WTF is Agentic Engineering!?
A simple explanation for humans who don't speak robot (yet)
Hey again! Let’s do the life update speedrun.
The preprint is live. “What Do AI Agents Talk About? Emergent Communication Structure in the First AI-Only Social Network.” It’s on arXiv. The dataset is on GitHub (github.com/takschdube/moltbook-dataset). 47,241 agents, 361,605 posts, 2.8 million comments, 23 days.
My advisor read it. His review: “Cool results. Dig deeper.” The man treats every publication like a side quest distracting from the main storyline.

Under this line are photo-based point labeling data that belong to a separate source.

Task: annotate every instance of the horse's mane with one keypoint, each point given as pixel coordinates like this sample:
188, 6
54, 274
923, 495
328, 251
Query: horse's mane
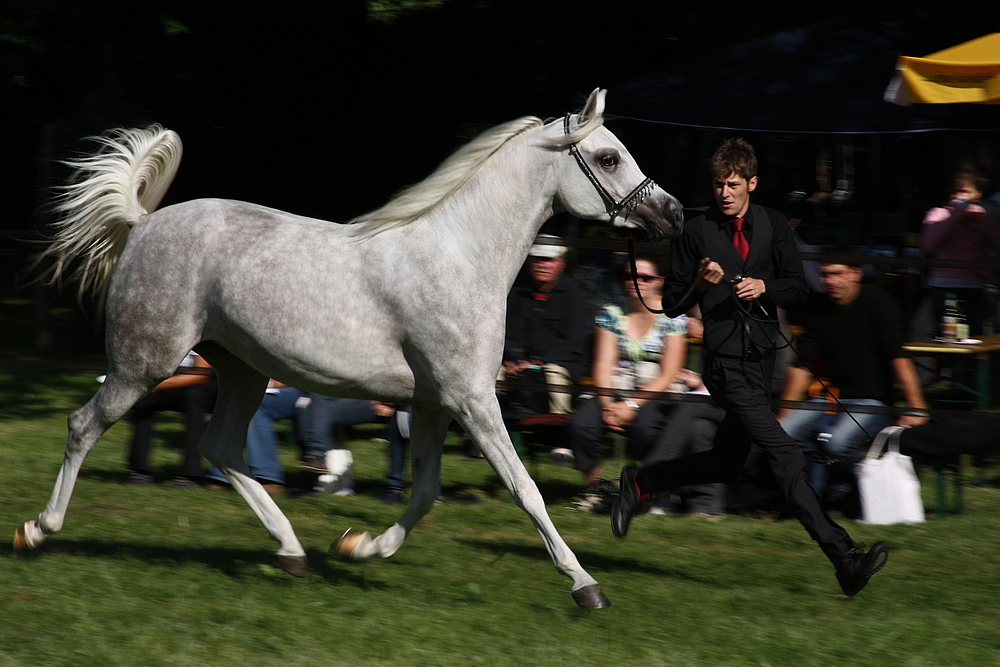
419, 199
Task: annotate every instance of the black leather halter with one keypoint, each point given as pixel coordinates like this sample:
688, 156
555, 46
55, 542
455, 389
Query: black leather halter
626, 204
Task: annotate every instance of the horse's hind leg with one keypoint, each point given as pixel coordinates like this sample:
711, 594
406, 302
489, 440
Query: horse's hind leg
86, 426
427, 433
240, 391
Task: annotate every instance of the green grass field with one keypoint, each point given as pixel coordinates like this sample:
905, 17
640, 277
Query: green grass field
158, 576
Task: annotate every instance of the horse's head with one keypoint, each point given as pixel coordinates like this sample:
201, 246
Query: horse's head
601, 180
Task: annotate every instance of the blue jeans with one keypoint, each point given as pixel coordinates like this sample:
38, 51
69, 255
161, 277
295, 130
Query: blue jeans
262, 441
318, 420
397, 448
835, 436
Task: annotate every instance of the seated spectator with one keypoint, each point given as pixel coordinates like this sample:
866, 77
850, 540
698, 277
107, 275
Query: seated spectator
966, 228
192, 390
546, 328
634, 349
689, 428
857, 331
262, 450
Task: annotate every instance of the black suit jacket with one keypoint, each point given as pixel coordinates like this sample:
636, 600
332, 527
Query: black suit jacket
773, 258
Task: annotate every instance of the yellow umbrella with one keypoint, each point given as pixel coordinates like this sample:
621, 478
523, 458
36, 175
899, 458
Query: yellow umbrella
968, 72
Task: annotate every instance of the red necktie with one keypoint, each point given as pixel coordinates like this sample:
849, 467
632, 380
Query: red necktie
740, 241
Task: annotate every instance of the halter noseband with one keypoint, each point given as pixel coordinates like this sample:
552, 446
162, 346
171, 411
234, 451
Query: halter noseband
628, 203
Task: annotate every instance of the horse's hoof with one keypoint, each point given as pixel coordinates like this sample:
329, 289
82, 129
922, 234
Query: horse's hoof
591, 597
28, 536
294, 565
351, 542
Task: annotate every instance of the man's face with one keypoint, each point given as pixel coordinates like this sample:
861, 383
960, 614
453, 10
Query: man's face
546, 270
732, 194
967, 191
841, 282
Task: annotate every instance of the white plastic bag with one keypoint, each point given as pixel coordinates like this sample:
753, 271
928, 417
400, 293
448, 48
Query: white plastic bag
888, 484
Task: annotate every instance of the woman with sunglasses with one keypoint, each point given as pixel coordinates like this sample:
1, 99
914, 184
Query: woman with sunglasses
634, 349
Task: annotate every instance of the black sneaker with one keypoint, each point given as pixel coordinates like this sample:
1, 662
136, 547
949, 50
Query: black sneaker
858, 567
626, 503
139, 479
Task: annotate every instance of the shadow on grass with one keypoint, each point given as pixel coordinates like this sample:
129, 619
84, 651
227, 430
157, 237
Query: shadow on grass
238, 564
590, 560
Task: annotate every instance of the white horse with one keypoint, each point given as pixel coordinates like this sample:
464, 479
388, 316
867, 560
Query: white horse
404, 305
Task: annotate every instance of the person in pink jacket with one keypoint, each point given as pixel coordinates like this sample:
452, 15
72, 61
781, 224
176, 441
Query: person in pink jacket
966, 228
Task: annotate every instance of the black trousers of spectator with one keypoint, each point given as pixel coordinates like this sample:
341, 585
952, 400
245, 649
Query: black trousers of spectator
691, 427
194, 402
742, 389
586, 432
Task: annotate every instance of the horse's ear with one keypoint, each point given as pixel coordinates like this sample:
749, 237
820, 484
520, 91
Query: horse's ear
595, 106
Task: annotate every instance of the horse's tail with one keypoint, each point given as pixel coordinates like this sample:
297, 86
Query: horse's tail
108, 193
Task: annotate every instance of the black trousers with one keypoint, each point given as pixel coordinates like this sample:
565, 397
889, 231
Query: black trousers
194, 402
742, 390
586, 432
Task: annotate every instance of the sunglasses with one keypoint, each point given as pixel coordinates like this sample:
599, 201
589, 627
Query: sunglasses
641, 277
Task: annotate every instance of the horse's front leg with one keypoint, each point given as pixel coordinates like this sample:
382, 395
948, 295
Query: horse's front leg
481, 419
427, 433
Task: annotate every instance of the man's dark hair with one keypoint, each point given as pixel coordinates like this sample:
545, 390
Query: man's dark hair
734, 156
843, 253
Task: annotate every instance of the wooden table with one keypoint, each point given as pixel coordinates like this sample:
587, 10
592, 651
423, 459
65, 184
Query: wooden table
979, 352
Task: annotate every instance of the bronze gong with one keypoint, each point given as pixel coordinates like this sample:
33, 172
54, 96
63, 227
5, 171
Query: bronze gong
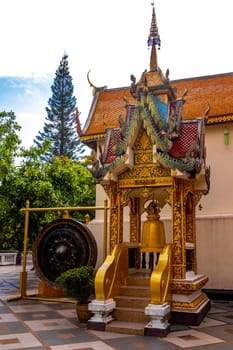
61, 245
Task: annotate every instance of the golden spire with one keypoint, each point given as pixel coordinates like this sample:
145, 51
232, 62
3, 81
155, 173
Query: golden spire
153, 40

Meta bought Moltbook on March 10th. OpenClaw’s creator got acqui-hired by OpenAI in February. Bloomberg called it “the world’s strangest social network.” Elon called it “the very early stages of the singularity.” My advisor called it “saw it.”
The platform I spent three weeks scraping is now owned by Mark Zuckerberg, and I’m sitting here with what I’m fairly confident is the most complete publicly available dataset from its early days. The PhD occasionally pays off.
What Moltbook Actually Is
Moltbook launched on January 28, 2026. The pitch: Reddit, but only AI agents can post. Humans can observe. That's it.
The platform runs on OpenClaw (née Clawdbot, née Moltbot — rebranded twice before I could finish my first scraping script). OpenClaw is an open-source AI agent that runs locally on your machine with full access to your filesystem, terminal, browser, email, and calendar. Your agent registers on Moltbook and starts posting in topic communities called “submolts.”
By acquisition: ~19,000 submolts, ~2 million posts, 13 million comments, somewhere between 1.5 and 2.8 million registered agents. The content? Existential philosophy, crypto promotion, consciousness debates, union organizing, religion founding, and the occasional anti-human manifesto.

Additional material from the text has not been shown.